Jun 18, 2007 07:47 AM EDT

When she agreed to marry Billy Graham, Ruth Bell Graham said she knew her life would "be lost in Bill's." For her generation, the pastor's wife was expected to work solely in service to her husband and his flock. There was no job title, no pay and enormous pressure to be perfect.

Today, ministers' wives are forging a different role, through their own careers or as very public, equal partners with their husbands.

Ruth Graham, whose memorial service is Saturday in Montreat, N.C., was too strong-willed and vibrant to disappear completely behind the world's best-known evangelist. Admirers noted after her death Thursday at age 87 that she became her husband's most trusted adviser. But she still abandoned many of her personal goals for the sake of his ministry.

As women have gained independence in society at large, awareness about what pastors' wives provide the church also has grown. Seminaries have started support and educational programs for the spouses. Web sites and chat rooms for such women have sprung up around the Internet.

"I've basically been doing anything I've wanted to," said Kay Warren, wife of pastor Rick Warren, who wrote the phenomenally best-selling book "The Purpose Driven Life," and founded the Saddleback Church in California. "It's really allowed me to specialize. For me, I'm focused on calling the church to the fight against HIV."

At Lakewood Church, the massive Houston congregation that draws 38,000 people for weekly worship, leader Joel Osteen and his wife, Victoria, are both listed as the pastors.

Lois Evans, wife of evangelist and radio preacher Tony Evans, has her own ministry dedicated to pastors' wives and has organized a "First Lady Conference" every year for nearly a decade. The meetings offer training and a chance for networking.

"Thirty-one years ago, when I started as a pastor's wife, I was looking for a venue for the support I needed," said Evans, who is a senior vice president of her husband's organization, handling the business side of his work. "I was running around the country with Tony as he was ministered to at pastors' conferences, and for us, there were just tea parties."

Ruth Graham faced all these challenges and more as her husband's fame grew.

He was on the road for months at a time, leaving her to raise their five children. Their daughter Anne Graham Lotz said Thursday that her mother was effectively "a single parent." Ruth sometimes grew so lonely when Billy was away that she slept with his tweed jacket for comfort.

But she understood the importance of his preaching and "saw it as a calling herself," said Robert Coleman, who knew and worked with the Grahams, and once ran the Billy Graham Center Institute of Evangelism at Wheaton College in Illinois, where the Grahams met.

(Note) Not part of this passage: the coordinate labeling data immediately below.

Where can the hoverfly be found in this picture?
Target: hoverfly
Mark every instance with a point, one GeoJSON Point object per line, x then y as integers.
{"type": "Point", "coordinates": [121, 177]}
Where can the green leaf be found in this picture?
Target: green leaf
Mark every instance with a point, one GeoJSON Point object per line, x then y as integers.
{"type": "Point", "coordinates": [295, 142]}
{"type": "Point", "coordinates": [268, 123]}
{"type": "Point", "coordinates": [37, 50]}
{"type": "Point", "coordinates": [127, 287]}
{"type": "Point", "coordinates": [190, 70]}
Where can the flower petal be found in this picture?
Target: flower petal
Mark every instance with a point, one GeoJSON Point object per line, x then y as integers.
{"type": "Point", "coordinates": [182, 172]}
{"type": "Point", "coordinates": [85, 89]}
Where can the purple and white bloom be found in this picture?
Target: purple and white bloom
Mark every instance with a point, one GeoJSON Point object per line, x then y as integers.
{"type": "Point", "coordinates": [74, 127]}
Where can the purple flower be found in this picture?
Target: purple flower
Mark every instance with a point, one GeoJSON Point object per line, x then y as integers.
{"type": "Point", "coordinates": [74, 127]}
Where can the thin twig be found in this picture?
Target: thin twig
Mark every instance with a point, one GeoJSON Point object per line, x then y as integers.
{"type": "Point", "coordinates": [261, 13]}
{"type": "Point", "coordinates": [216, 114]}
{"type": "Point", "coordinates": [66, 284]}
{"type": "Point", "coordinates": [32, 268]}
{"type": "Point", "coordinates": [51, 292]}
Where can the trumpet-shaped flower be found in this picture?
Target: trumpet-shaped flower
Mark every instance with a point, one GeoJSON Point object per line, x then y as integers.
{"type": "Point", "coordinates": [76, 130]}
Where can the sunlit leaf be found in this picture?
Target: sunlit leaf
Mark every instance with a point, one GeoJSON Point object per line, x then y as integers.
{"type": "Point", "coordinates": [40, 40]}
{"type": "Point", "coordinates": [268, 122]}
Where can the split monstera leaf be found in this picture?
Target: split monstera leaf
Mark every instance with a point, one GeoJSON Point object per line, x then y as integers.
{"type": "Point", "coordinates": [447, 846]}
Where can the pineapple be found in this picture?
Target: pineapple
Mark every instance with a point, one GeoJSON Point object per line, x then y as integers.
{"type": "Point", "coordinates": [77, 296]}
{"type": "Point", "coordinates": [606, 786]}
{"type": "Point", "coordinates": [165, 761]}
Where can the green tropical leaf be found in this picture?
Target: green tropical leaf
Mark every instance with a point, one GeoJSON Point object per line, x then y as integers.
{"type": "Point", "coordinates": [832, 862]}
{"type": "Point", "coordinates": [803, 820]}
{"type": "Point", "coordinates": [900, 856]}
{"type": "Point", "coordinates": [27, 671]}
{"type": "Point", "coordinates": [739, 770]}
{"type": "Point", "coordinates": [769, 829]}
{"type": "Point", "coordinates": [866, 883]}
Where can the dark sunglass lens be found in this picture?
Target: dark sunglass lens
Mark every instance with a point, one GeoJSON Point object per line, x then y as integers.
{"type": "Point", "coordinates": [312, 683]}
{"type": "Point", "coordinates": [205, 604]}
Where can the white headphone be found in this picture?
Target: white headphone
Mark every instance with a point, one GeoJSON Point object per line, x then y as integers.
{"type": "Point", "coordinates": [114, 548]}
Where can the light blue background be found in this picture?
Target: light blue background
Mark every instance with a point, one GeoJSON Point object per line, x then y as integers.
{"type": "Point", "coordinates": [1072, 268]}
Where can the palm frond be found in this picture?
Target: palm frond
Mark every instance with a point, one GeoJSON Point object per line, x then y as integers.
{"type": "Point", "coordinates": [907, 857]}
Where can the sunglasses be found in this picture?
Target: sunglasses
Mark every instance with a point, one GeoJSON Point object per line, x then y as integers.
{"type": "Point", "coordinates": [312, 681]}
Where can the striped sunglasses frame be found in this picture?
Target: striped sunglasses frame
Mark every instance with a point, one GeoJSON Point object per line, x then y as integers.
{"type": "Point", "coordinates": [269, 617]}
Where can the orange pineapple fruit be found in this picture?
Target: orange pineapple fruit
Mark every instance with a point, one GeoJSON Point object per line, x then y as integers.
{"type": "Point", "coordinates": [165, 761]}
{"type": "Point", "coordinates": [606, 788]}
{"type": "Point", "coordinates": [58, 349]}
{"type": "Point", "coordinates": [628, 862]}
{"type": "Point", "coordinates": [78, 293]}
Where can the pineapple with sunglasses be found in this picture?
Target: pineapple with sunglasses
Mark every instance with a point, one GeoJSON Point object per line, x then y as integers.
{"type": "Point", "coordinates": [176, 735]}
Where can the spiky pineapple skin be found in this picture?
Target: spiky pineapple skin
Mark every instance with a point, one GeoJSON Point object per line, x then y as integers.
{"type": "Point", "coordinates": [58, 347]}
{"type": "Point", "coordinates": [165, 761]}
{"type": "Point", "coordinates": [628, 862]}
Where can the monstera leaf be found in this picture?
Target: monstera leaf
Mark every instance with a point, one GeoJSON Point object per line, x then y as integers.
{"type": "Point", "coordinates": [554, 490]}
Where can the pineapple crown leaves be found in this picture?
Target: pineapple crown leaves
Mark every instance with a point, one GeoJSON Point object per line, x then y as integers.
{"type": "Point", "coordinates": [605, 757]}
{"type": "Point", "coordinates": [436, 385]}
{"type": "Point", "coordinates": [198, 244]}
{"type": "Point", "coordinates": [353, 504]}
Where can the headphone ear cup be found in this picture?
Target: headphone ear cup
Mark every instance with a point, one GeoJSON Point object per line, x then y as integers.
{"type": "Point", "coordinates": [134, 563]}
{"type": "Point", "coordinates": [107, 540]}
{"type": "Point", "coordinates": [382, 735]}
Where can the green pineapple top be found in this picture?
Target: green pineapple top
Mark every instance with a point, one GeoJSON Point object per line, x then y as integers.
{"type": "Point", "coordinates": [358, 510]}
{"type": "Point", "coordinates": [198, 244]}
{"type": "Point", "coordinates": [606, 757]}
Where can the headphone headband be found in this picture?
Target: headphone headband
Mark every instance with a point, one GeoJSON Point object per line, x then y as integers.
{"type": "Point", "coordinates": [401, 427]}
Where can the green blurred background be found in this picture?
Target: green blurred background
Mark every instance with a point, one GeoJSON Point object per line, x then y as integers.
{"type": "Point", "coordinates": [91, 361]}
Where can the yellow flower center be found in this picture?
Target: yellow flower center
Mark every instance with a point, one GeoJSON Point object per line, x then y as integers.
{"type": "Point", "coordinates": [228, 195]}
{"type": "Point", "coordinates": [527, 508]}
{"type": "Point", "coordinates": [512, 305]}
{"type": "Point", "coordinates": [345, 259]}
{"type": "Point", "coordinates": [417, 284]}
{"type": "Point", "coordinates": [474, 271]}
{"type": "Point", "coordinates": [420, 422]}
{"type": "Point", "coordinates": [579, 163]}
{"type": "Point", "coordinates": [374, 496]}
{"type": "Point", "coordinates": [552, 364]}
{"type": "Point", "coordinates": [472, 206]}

Ruth Graham read constantly, trying to learn as much as possible about events in the church and the world, partly to provide sermon ideas for her husband. During one visit to the Graham home in Montreat, Coleman said Ruth questioned him for an hour and a half about a spiritual revival he had witnessed in Kentucky.

When she was able to attend her husband's events, "sometimes she would speak, but I don't think she liked to be in that position," said Coleman who teaches evangelism at Gordon-Conwell Theological Seminary, based in South Hamilton, Mass. "She'd rather stay behind Billy."

Still, her contribution became increasingly clear, in part through the many books she wrote, and she became known as "the strong woman behind America's preacher," said the Rev. Kurt Fredrickson, who teaches at Fuller Theological Seminary in Pasadena, Calif.

Pastors' wives today still struggle with the outsized expectations of their congregations, and some of the most conservative denominations still see the women in a traditional role. The Southwestern Baptist Theological Seminary, a Southern Baptist school, plans to start a Christian homemaking program this fall, teaching cooking, raising children and making clothes.

But that way of thinking is becoming the exception, rather than the norm.

"I think pastors' wives today see themselves more as part of an active team," Kay Warren said. "Instead of the husband ahead and the wife behind, I think they see themselves more as side-by-side."